Jonathan Fuller, Ross Upshur

Abstract


In a recent discussion paper, Miles and Mezzich described person-centered medicine (PCM) as a model of modern medical practice that has emerged from the intellectual currents of the past century. In this commentary, we consider what PCM has to offer as a model for the clinical encounter and for clinical judgement. The doctor-patient relationship is an important thread in a person-centered medicine that visualizes the clinical encounter as a dialogue between 2 persons. Person-centered clinical judgement is concerned with the individual clinical case and as such is integrative, context-sensitive, interpretive and circumstantial.
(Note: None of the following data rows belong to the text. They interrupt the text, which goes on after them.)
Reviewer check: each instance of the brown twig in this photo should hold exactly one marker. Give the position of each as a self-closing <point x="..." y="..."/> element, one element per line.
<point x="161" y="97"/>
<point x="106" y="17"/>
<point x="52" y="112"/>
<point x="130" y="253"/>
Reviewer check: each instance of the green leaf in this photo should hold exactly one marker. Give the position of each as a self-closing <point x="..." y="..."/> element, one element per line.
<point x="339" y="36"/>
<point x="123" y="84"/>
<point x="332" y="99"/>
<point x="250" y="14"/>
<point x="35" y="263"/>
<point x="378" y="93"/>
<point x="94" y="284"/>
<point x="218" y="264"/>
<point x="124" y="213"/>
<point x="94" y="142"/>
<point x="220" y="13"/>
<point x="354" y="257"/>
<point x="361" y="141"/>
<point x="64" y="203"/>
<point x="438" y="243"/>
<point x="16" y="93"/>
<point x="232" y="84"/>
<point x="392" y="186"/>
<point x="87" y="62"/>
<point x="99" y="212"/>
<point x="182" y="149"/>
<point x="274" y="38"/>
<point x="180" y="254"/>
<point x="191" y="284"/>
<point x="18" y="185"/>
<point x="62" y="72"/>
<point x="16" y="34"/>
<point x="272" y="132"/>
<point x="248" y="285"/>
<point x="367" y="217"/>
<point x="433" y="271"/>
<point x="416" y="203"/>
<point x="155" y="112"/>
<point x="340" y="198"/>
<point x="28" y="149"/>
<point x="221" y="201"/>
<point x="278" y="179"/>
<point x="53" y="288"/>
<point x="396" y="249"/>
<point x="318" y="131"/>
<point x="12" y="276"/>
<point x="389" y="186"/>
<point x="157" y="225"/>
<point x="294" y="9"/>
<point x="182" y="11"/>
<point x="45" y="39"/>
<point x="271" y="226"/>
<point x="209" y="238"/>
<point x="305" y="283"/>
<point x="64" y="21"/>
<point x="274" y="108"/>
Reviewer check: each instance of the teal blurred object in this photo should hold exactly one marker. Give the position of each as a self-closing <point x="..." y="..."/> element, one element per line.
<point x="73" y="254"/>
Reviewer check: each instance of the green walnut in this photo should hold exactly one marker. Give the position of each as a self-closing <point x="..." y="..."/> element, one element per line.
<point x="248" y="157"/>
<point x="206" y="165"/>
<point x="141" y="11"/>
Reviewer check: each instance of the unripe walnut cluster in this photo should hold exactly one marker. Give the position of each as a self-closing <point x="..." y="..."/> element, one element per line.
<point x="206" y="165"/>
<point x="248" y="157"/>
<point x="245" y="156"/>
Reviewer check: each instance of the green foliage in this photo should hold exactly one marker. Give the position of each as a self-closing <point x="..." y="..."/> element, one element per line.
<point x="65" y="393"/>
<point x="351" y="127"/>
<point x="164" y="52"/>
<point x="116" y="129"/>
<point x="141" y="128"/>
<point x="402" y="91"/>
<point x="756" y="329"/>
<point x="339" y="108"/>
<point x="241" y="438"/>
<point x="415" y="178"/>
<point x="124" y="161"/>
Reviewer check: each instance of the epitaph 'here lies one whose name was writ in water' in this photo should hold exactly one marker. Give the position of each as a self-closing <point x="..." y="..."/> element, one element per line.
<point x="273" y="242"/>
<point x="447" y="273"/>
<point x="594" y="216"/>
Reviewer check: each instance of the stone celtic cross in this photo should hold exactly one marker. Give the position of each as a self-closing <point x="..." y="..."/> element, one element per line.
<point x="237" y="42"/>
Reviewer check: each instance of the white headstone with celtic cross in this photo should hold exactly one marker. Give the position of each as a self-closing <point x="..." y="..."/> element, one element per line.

A care model incorporating these elements of dialogue and individualized judgement is ideal for older patients, for whom population-level guidelines are often inapplicable, who are often dependent on other persons and who are heterogeneous in their needs. As such a model, PCM is the dialectic synthesis arising out of decades of conflict between patient-centered medicine, and its antithesis, evidence-based medicine. If PCM is to progress from a prescriptive model to a descriptive model of modern medicine, its proponents must claim its philosophical commitments, keeping in mind that a model is fundamentally instrumental and not necessarily always literal. Medicine should look to a care model that is person-centered in the ways described here and that keeps the rational, virtuous and humane elements of practice in balance.